Ne laissons pas mourir la terre ! !

Guy Musy | Le pape François s’apprête à visiter Genève ces prochaines semaines. Plus précisément le 21 juin, premier jour d’un été qui s’annonce donc chaleureux pour nos Eglises.

A vrai dire, l’évêque de Rome ne rend pas visite à Calvin, ni même aux catholiques infiltrés dans sa ville, mais d’abord au Conseil oecuménique des Eglises (COE) établi à Genève suite à sa fondation à Amsterdam en 1948, voici 70 ans déjà. Visite de routine, diront certains qui ignorent les débuts difficiles et douloureux de l’œcuménisme. François est le troisième pape à entreprendre cette démarche fraternelle. D’autant plus remarquable qu’elle survient 90 ans après la condamnation portée par l’encyclique Mortalium animos de son prédécesseur Pie XI, hostile à toute tentative de rapprochement entre Eglises ou communautés chrétiennes divisées qui ne serait pas conforme à une seule conception d’unité: le retour et la soumission de toutes les Eglises et communautés présumées dissidentes à l’Eglise romaine, seule garante de la fidélité à l’héritage du Christ Jésus. Que de chemin parcouru en moins de deux générations! Il est vrai que l’Esprit, comme le vent dont on entend la voix sans savoir ni d’où il vient ni où il va, conduit l’Eglise sur des chemins surprenants et inattendus.

«La naissance du COE a été un long processus»

Le COE n’est pourtant pas tombé du Ciel comme une météorite. Un long processus a précédé sa naissance. Tout d’abord, la nécessité d’une concertation entre Eglises professant la même foi dans la seigneurie du Christ. Comment, sans scandale, prêcher l’unique Sauveur en rangs hostiles et concurrents? Dans un tel contexte, toute entreprise missionnaire chrétienne est vouée à l’échec. Dès la fin du XIXème siècle, des missionnaires – protestants –  l’ont  compris. Ils ont réagi en créant un conseil missionnaire interconfessionnel.

Plus tard, un autre scandale amena des responsables d’Eglise à se retrouver au-delà de leurs frontières habituelles: deux guerres mondiales virent des chrétiens s’affronter et s’entretuer dans une violence inouïe. Il s’agissait pour ces hommes d’Eglise de faire advenir ce qu’ils appelaient un «christianisme pratique», un engagement concret au service de la justice et de la paix, quelles que soient les confessions de foi.

Enfin, quelques théologiens ont voulu répondre à l’impatience de chrétiens divisés qui n’en pouvaient plus de prier ou de communier chacun enfermé dans sa bulle liturgique, alors que le reste de la vie ne faisait que les rapprocher.
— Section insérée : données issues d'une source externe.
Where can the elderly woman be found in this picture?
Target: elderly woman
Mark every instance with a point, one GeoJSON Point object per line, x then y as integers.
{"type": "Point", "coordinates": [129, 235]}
Et ce fut la fameuse commission Foi et Constitution, le troisième pilier du COE.

«Pouvons-nous continuer de témoigner de la Résurrection en rangs dispersés?»

Trois moments indispensables, trois étapes qui scandent encore la marche qui devrait nous conduire un jour à l’Unité. Chrétiens d’Occident, nous voici devenus minoritaires sur nos terres. Pouvons-nous continuer de témoigner de la Résurrection en rangs dispersés? Minoritaires sans doute, mais riches de tant de biens, nous pesons sur le cours de l’histoire. Acceptons-nous de laisser mourir le monde, sans nous engager ensemble à le sauver? Enfin, le temps n’est-il pas venu de faire sauter nos carapaces et décortiquer nos écorces confessionnelles pour reprendre force à la même table, là où sont servis le même Pain et la même Parole au bénéfice de tous?